Meet Keploy: Smarter Stubbing at Scale

While manual stubs work for small tests, scaling them across a complex application can be tricky. That’s where Keploy comes in. It’s a powerful open-source tool that simplifies creating data stubs. What makes Keploy stand out is its ability to automatically record real-world interactions (e.g., API calls or database queries) and convert them into reusable test cases or stubs.

How Keploy Works

  1. Capture Data Interactions: Run your app once with Keploy enabled, and it records all external interactions.

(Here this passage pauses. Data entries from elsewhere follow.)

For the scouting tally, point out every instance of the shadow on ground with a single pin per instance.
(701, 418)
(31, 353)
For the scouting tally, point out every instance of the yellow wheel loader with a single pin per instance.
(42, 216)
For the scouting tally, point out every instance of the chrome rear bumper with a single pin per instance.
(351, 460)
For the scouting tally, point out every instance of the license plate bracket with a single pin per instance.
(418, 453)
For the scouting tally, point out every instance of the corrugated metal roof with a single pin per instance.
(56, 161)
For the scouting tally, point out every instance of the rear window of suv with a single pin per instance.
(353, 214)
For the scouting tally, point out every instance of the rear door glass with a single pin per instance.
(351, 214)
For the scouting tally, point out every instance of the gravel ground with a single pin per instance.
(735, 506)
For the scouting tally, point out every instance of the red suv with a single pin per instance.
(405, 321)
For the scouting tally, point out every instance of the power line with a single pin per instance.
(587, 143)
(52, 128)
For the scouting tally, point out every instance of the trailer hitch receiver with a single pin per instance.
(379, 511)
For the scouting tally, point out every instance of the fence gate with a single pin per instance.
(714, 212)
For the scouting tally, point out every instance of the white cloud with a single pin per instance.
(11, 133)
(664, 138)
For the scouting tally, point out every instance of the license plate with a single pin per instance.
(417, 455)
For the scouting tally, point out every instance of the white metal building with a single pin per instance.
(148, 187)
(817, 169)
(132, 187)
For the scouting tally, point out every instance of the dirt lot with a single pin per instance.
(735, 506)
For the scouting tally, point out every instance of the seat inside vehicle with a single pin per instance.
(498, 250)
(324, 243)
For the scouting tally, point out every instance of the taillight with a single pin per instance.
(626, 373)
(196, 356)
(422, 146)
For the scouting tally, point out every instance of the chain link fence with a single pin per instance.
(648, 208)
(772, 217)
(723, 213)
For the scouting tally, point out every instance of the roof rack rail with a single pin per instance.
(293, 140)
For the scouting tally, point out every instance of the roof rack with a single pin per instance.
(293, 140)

  2. Generate Stubs: Keploy converts these real interactions into test cases or mock data.

  3. Replay and Verify: Use the generated stubs in your tests, ensuring predictable and consistent responses.

This eliminates the need to write stubs manually, saving time and reducing errors.

Adding Confidence: Verification 🕵️‍♂️

While stubbing ensures your code doesn’t depend on flaky systems, verification ensures your code interacts with those systems correctly. This is where you check things like:

  • Did your app call the function it was supposed to?

  • Was it called with the right arguments?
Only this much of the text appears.